All Mens Dead – Planning, Shooting and Post Producing a great low budget short film

All mens dead is a short film from the National Film and Television School – NFTS

Synopsis 
“As the German blitz raids reach their 39th furhter air raids are to be expected at anytime…”
At BBC broadcasting House, Bruce Belfrage and the rest of the staff are preparing the nightly news for millions of anxious listeners, but when the building suffers a direct hit they must pull together to face a terrible choice. Inspired by true events.

 

Production

“NFTS All Men’s Dead was a particularly trying film to produce  – with an small budget, huge production design demands and set build, large cast & big ambitions.

The production kept a production blog throughout prep and shooting – allowing people to keep updated with the progress of the film, including the nitty gritty of how to recreate the BBC’s flagship broadcasting building – and then how to blow it up.

The whole film was shot on Stage One at the NFTS  except for the stairwells – which were filmed in BBC Broadcasting House. The completed set was over 2500 square foot in size and took two months to build (and three days to destroy!).”

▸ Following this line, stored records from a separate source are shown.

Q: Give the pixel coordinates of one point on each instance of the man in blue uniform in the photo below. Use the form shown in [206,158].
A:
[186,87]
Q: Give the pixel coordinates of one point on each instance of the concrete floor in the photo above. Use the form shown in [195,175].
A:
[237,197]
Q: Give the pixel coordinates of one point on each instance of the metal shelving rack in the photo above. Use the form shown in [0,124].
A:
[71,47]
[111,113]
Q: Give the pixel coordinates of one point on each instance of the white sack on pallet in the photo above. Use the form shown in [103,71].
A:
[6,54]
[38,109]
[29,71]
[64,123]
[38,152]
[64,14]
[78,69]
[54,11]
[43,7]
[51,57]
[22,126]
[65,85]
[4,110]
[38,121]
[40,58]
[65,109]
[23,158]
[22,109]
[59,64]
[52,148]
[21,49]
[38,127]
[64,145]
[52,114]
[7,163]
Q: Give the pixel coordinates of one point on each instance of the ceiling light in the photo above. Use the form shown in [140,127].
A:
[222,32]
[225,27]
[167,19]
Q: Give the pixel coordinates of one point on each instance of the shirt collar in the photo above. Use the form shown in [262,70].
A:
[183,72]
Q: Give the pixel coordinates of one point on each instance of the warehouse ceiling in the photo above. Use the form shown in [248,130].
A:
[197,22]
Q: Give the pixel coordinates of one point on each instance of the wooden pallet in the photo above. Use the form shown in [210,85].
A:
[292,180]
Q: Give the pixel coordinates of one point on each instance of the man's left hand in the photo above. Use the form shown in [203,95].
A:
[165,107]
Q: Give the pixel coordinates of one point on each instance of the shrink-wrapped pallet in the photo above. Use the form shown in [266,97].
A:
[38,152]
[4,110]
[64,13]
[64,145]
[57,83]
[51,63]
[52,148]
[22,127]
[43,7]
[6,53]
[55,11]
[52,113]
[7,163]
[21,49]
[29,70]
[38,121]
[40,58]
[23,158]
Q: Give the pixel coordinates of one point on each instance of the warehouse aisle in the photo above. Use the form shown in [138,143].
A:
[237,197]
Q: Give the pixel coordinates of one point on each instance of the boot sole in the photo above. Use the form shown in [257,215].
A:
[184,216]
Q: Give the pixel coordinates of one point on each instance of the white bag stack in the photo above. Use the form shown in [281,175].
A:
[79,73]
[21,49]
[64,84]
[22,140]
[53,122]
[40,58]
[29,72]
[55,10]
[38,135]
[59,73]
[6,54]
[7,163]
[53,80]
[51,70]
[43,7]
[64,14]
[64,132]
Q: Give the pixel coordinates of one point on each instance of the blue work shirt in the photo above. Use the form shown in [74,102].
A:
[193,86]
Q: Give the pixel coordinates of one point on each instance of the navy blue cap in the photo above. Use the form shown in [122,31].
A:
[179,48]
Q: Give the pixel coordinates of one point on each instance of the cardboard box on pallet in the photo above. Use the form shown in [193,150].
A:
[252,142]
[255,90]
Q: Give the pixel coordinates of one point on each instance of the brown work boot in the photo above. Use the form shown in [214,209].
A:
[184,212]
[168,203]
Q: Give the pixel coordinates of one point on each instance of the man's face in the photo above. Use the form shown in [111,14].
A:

The fim was shot in 4 days and I went to the shooting with my still camera, tools for measurements, distortion grids, tapes, etc. We shot grid lenses for 14mm, 18mm, 24mm, 35mm, 50mm and a grey card. I took several pictures of the location and objects that later on helped understand light conditions in the scene.  One of this pictures was used as a projection to transform a still image in a shot for the film. I drew on my notepad a lighting map making sure every light in the set was included on their exact location relate to the ground and camera.

Post Production

Compositing

The entire post production of All Mens Dead took more than 5 months. The Film had more than 45 Visual Effects Shots, including clean ups, roto, keying, 3D tracking, projections and so on. The 3D tracking was done in PFtrack which allowed exporting geometries and cameras to nuke, making easy afterwards to position objects in the nuke 3D Space.

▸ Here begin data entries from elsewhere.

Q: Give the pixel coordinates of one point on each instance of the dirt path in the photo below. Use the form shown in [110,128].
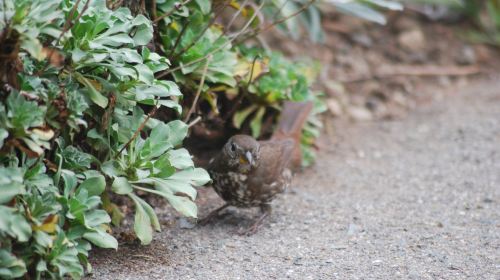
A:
[417,198]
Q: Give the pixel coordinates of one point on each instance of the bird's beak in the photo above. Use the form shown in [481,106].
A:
[249,158]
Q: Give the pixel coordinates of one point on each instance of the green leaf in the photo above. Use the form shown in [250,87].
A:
[14,224]
[23,114]
[241,116]
[11,183]
[204,5]
[144,32]
[180,158]
[101,239]
[10,266]
[121,185]
[76,159]
[3,135]
[94,185]
[142,221]
[256,122]
[93,94]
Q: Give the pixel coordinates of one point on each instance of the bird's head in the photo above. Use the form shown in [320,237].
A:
[242,153]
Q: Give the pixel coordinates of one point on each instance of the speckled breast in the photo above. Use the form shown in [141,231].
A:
[235,189]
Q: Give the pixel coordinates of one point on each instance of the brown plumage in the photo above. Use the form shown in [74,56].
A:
[250,173]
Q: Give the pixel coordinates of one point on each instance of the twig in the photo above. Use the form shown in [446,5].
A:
[178,40]
[228,26]
[215,50]
[195,121]
[198,92]
[139,129]
[186,48]
[153,10]
[256,31]
[417,70]
[177,6]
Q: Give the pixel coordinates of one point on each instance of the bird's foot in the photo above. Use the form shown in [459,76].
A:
[266,210]
[212,215]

The Film was shot on a 16mm SUPER ARRI SR3.  The scanned negative was delivery in DPX LOG Cineon 2k. Throughout the entire the post we kept LOG colorspace simulating KODAK’s LUT in The Foundry’s Nuke and Baselight, which gave a good idea where to go afterwards in the Grading.

Matte Painting

Matte painting artist Helen Brownell designed the look of London in the WW2. Wrecked buildings, debris, smoke, fire and even a bombarded bus were used in the final matte painting, which later was projected in 3D geometries in nuke allowing relight and minor adjustments of the shot in 2D without the need to go back to Maya. That saved a lot of time for the post.

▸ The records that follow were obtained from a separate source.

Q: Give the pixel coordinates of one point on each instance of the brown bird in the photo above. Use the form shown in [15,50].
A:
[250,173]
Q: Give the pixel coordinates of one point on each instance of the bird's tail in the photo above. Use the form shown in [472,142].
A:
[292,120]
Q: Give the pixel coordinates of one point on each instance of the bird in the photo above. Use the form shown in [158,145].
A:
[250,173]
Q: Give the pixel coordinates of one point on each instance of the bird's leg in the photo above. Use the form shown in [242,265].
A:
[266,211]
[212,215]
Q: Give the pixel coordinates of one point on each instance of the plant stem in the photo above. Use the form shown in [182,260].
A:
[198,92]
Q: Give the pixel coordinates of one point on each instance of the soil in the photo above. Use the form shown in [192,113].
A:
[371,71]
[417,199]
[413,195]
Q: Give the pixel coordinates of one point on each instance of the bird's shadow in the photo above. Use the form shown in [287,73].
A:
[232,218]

Matte Painting – By Helen Brownell

Comp with Matte Painting and grading applied

Grading

The grading took 1 week in Baselight and was entirely done using a KODAK LUT as a starting point and building on the color layers after that. The fact that we kept all the post production in LOG it helped a lot to get the most out of the Fuji ETERNA Vivid 160T 8643 stock which I must say it is unbelievable low noise for a 16 mm negative. Plus the incredible amount of contrast and saturation, and the outstanding high dynamic range of  film made possible push the boundaries and explore new limits in the grading suite. We were all (DOP, Director and Colourist) really happy with the final look of the film. I think it was the right direction use a gritty, dirty, contrast look to immerse the audience into the storytelling, the most important part of the film.

Online

The Online was done in 3 days and it was where everything got together. A mix LTRT and 5.1 was brought in Autodesk Smoke to pair the DPX Log 10 bit Cineon from baselight. You could argue we lost 6 bit in the process from grading to online, however the crucial parts of the film (grading and compositing) were done in 16 bits so no problems for smoke to not use this information. After that, all the credits, clock, sound and picture (IN SYNC!) were extensively checked and the film was ready to go. A HDCAM tape and Cineon DPX were exported meaning the film was ready to go to festivals around the world.